Sulla scia dei risultati positivi dello scorso anno scolastico — che ha visto l’adesione di 60 istituti secondari della provincia di Lecce — la Prefettura di Lecce, l’Ufficio Scolastico Territoriale e il Tavolo Tecnico Interistituzionale (composto da Forze dell’Ordine, Magistratura minorile, Università del Salento, Banca d’Italia, Ordini professionali e Terzo Settore) hanno presentato il nuovo paniere di offerte formative per l’anno scolastico 2026/2027.
I numeri del progetto e la nuova offerta formativa L’iniziativa punta a consolidare l’educazione civica e la sicurezza attraverso un’ampia varietà di temi tra cui legalità e prevenzione delle dipendenze; educazione finanziaria e cittadinanza digitale e sicurezza stradale, contrasto al cyberbullismo e alla violenza di genere
Come ricordato dal Prefetto, nell’edizione precedente sono stati formati oltre 20 mila studenti. Per il nuovo anno scolastico l’offerta formativa viene ampliata ad oltre 25 proposte.

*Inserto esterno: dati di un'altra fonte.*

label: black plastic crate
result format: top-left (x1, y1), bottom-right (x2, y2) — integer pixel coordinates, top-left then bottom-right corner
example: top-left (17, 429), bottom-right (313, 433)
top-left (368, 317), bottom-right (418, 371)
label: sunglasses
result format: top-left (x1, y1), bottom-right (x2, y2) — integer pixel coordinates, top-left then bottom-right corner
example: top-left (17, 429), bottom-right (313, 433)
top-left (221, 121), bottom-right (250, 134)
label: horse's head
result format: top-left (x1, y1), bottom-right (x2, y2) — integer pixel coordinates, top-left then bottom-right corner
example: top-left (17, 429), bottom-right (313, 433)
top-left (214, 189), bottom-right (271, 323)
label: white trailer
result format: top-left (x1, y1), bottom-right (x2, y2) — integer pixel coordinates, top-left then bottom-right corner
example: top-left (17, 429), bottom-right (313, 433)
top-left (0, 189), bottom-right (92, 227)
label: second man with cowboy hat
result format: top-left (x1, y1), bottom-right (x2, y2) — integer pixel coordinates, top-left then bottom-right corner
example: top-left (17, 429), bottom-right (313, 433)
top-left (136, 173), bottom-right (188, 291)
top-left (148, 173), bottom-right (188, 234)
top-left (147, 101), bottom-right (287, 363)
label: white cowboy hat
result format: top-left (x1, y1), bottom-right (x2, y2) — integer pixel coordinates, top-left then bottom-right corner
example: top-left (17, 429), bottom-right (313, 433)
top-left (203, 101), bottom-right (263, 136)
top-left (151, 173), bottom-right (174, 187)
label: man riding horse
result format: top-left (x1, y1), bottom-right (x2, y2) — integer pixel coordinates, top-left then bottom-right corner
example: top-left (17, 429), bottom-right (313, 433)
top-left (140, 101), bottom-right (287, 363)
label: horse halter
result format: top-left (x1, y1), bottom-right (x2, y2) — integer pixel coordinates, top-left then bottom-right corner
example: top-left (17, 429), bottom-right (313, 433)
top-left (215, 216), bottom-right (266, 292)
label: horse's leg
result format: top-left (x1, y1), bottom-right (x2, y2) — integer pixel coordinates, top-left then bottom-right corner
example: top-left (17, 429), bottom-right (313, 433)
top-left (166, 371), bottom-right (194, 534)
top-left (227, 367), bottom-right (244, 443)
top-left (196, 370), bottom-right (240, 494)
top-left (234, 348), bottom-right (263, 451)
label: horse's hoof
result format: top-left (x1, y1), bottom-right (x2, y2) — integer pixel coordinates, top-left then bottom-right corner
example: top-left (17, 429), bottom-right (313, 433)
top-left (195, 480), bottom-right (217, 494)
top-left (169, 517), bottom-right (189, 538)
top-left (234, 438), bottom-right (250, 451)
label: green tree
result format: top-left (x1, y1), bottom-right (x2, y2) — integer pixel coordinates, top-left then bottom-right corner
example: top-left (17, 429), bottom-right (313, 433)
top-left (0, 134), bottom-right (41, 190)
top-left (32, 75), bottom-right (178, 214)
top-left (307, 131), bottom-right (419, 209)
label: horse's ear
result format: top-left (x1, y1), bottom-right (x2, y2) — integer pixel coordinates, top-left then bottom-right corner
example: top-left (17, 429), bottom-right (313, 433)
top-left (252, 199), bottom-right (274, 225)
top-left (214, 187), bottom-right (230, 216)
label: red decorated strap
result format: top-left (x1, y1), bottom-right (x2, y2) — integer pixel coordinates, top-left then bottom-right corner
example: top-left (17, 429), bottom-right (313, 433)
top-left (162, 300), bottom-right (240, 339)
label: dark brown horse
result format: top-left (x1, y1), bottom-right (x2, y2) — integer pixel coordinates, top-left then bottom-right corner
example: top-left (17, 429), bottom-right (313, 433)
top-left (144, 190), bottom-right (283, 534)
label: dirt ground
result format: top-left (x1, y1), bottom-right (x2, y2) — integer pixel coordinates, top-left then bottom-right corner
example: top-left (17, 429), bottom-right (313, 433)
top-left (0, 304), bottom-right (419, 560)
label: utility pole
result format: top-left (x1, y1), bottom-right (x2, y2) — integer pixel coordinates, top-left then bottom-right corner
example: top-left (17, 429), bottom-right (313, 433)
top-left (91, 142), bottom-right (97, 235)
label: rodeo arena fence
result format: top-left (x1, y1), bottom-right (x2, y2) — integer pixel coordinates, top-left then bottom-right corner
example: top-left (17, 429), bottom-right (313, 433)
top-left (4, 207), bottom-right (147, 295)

Allarme abuso di alcol e coinvolgimento delle famiglie Durante la presentazione è emersa la necessità di un forte coinvolgimento delle famiglie e del recupero della funzione genitoriale. I dati di un recente questionario ASL condotto su circa mille studenti evidenziano un quadro preoccupante: una spiccata normalizzazione dell’uso di alcol tra i giovani di 14-15 anni, accompagnata da una scarsa percezione del rischio anche alla guida. Per affrontare l’emergenza, verrà avviato un focus specifico con un nuovo protocollo d’intesa da sottoporre al Ministero dell’Interno.

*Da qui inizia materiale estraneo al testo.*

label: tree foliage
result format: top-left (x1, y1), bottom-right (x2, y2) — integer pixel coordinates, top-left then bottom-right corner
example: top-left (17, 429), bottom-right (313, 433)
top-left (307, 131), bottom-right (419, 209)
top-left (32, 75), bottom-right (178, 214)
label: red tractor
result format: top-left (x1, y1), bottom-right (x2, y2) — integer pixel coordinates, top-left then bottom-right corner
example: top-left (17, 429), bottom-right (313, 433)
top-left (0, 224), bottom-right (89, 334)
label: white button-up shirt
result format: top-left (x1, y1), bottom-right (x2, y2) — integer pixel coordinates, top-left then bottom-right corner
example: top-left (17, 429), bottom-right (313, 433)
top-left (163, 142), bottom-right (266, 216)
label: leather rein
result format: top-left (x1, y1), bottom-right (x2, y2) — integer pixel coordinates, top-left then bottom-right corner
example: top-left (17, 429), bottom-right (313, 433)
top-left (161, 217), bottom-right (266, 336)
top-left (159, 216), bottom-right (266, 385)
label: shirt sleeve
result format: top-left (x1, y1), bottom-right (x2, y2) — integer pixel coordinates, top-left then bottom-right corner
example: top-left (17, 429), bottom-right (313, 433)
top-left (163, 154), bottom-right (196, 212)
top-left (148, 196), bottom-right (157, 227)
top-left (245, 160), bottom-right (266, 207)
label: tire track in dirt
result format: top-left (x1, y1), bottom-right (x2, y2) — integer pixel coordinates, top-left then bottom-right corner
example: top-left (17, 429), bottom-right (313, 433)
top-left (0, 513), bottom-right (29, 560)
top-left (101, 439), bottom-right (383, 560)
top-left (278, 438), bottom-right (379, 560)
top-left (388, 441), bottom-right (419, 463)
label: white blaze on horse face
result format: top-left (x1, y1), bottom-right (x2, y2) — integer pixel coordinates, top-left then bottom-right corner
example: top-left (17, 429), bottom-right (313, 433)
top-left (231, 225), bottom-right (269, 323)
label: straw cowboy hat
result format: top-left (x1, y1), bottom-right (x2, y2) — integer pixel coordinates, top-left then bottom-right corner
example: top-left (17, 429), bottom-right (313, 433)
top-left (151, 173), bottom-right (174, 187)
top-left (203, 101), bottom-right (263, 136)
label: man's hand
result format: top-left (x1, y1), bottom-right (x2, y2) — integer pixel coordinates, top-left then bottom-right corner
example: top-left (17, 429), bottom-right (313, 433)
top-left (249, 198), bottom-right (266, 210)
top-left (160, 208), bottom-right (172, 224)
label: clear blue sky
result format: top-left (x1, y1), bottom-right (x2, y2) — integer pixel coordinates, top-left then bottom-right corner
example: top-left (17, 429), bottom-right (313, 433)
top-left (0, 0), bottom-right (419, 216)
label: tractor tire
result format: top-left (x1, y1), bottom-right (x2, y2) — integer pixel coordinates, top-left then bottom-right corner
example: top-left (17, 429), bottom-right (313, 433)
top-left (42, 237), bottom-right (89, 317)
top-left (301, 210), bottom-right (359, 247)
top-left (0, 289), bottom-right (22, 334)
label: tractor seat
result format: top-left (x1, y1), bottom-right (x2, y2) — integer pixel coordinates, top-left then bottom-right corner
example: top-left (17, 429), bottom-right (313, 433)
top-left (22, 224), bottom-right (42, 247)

Monitoraggio, prevenzione della dispersione e ruolo della magistratura minorile L’efficacia del lavoro di squadra è stata sottolineata anche dalla Procura della Repubblica presso il Tribunale per i Minorenni di Lecce (dott.ssa Guglielmi) e dai Giudici Onorari (Severina Capone e Addolorata Polimeno).

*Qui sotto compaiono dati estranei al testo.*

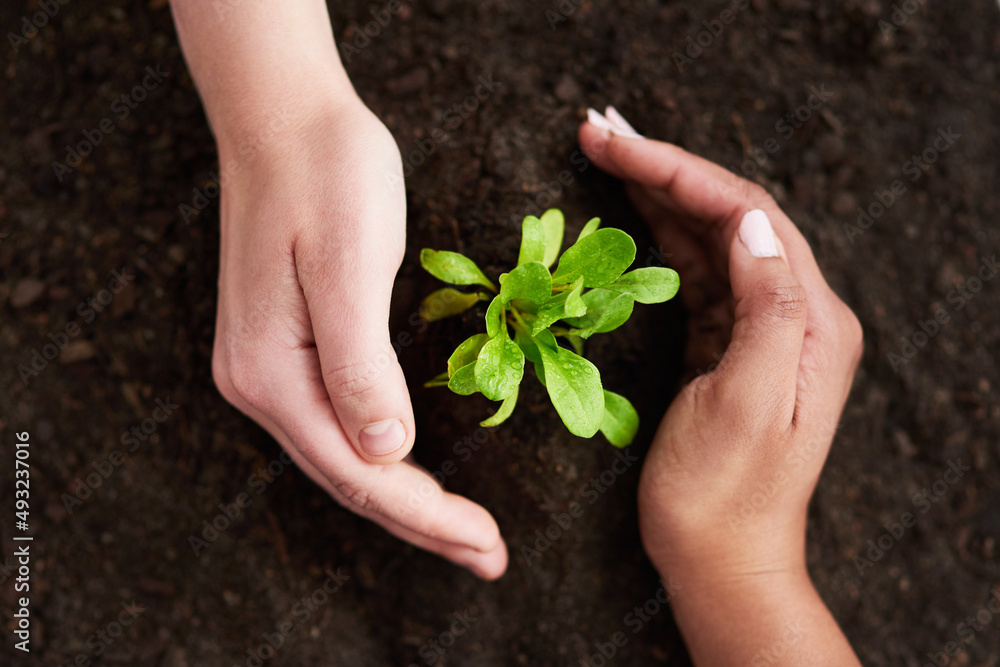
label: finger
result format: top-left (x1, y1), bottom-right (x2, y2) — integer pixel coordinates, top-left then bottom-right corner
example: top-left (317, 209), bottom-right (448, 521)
top-left (288, 447), bottom-right (508, 581)
top-left (580, 122), bottom-right (826, 296)
top-left (712, 209), bottom-right (807, 428)
top-left (251, 350), bottom-right (502, 557)
top-left (295, 232), bottom-right (416, 463)
top-left (627, 184), bottom-right (729, 313)
top-left (580, 117), bottom-right (861, 409)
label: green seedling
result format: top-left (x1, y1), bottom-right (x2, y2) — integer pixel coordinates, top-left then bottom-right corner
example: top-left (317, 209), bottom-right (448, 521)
top-left (420, 209), bottom-right (680, 447)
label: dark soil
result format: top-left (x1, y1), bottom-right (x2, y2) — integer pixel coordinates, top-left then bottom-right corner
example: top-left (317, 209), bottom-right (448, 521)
top-left (0, 0), bottom-right (1000, 667)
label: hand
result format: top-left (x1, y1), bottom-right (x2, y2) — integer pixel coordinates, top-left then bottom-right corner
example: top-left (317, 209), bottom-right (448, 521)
top-left (580, 109), bottom-right (862, 665)
top-left (212, 95), bottom-right (507, 579)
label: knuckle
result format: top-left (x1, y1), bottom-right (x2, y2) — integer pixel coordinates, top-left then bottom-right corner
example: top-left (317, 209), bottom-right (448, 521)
top-left (323, 360), bottom-right (390, 401)
top-left (757, 276), bottom-right (808, 322)
top-left (212, 345), bottom-right (270, 410)
top-left (333, 480), bottom-right (378, 512)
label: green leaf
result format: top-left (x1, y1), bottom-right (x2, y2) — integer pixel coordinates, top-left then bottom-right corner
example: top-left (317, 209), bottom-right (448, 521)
top-left (476, 329), bottom-right (524, 401)
top-left (563, 288), bottom-right (618, 329)
top-left (538, 340), bottom-right (604, 438)
top-left (517, 215), bottom-right (548, 268)
top-left (420, 248), bottom-right (497, 292)
top-left (552, 228), bottom-right (635, 287)
top-left (532, 361), bottom-right (546, 387)
top-left (448, 334), bottom-right (490, 377)
top-left (576, 218), bottom-right (601, 242)
top-left (531, 276), bottom-right (587, 335)
top-left (566, 334), bottom-right (583, 357)
top-left (540, 208), bottom-right (566, 267)
top-left (500, 262), bottom-right (552, 304)
top-left (569, 294), bottom-right (635, 339)
top-left (604, 266), bottom-right (681, 303)
top-left (531, 329), bottom-right (559, 352)
top-left (424, 373), bottom-right (448, 388)
top-left (514, 329), bottom-right (542, 364)
top-left (479, 387), bottom-right (517, 428)
top-left (448, 364), bottom-right (479, 396)
top-left (420, 287), bottom-right (485, 322)
top-left (486, 294), bottom-right (507, 338)
top-left (601, 389), bottom-right (639, 447)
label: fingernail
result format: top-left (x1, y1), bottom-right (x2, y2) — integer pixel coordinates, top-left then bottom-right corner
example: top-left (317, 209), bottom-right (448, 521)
top-left (739, 208), bottom-right (778, 257)
top-left (587, 109), bottom-right (615, 132)
top-left (604, 106), bottom-right (646, 139)
top-left (358, 419), bottom-right (406, 456)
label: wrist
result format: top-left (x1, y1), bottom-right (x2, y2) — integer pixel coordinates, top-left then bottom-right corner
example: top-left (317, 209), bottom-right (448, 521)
top-left (210, 76), bottom-right (367, 165)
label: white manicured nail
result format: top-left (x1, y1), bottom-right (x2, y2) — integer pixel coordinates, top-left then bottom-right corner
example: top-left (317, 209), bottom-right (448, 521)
top-left (739, 208), bottom-right (778, 257)
top-left (604, 106), bottom-right (645, 139)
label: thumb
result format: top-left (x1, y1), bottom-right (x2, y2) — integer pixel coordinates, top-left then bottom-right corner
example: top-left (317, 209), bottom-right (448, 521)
top-left (300, 250), bottom-right (416, 464)
top-left (714, 209), bottom-right (807, 426)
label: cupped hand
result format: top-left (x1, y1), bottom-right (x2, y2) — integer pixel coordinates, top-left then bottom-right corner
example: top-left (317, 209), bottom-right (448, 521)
top-left (212, 99), bottom-right (507, 579)
top-left (580, 110), bottom-right (862, 581)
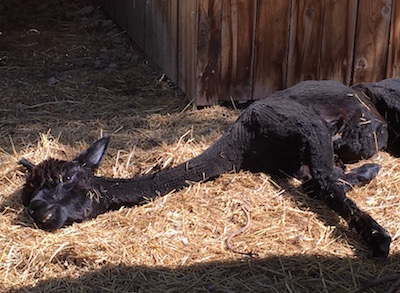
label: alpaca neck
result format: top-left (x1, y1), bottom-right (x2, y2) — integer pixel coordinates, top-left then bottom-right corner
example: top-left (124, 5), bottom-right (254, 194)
top-left (93, 136), bottom-right (241, 214)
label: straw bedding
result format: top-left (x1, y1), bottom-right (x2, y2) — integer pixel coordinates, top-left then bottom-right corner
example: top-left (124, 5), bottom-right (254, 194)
top-left (0, 0), bottom-right (400, 292)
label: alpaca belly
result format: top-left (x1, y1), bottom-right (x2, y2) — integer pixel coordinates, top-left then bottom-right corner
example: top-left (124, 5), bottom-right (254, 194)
top-left (243, 133), bottom-right (303, 176)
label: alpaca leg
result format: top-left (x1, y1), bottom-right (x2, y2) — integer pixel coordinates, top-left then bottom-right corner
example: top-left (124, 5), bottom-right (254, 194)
top-left (339, 163), bottom-right (382, 191)
top-left (305, 128), bottom-right (391, 258)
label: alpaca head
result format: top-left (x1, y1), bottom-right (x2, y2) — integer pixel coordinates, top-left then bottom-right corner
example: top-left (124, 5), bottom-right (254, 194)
top-left (20, 137), bottom-right (109, 230)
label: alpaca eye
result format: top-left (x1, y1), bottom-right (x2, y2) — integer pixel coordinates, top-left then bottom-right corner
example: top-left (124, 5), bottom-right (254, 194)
top-left (63, 175), bottom-right (73, 183)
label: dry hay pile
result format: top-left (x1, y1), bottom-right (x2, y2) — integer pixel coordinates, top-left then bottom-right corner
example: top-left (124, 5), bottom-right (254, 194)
top-left (0, 0), bottom-right (400, 292)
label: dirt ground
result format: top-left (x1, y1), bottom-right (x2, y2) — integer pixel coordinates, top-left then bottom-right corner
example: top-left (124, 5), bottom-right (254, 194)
top-left (0, 0), bottom-right (400, 292)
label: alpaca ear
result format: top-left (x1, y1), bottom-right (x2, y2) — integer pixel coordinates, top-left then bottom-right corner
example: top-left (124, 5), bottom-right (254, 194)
top-left (73, 136), bottom-right (110, 170)
top-left (18, 158), bottom-right (36, 173)
top-left (352, 78), bottom-right (400, 116)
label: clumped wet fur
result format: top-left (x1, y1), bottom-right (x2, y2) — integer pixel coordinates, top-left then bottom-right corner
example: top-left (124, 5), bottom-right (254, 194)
top-left (21, 79), bottom-right (400, 258)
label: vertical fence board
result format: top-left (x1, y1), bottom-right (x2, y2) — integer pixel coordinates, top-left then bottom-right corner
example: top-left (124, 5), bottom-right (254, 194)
top-left (196, 0), bottom-right (222, 105)
top-left (145, 0), bottom-right (178, 80)
top-left (354, 0), bottom-right (392, 83)
top-left (386, 1), bottom-right (400, 78)
top-left (178, 0), bottom-right (198, 99)
top-left (219, 0), bottom-right (256, 101)
top-left (126, 0), bottom-right (146, 49)
top-left (253, 0), bottom-right (291, 99)
top-left (287, 0), bottom-right (324, 86)
top-left (319, 0), bottom-right (357, 85)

Il protocollo siglato con l’ASL garantisce l’accesso in urgenza alle strutture sanitarie per donne e minori vittime di violenza; il monitoraggio trimestrale delle scuole ha permesso di segnalare 56 casi di dispersione scolastica e 60 di devianza e la magistratura minorile ha rivolto un appello al mondo della scuola affinché vengano segnalati tempestivamente anche i minimi fattori di rischio nei contesti familiari e personali, evidenziando al contempo i riscontri positivi dei progetti MAP (Messa alla Prova) avviati nel distretto leccese.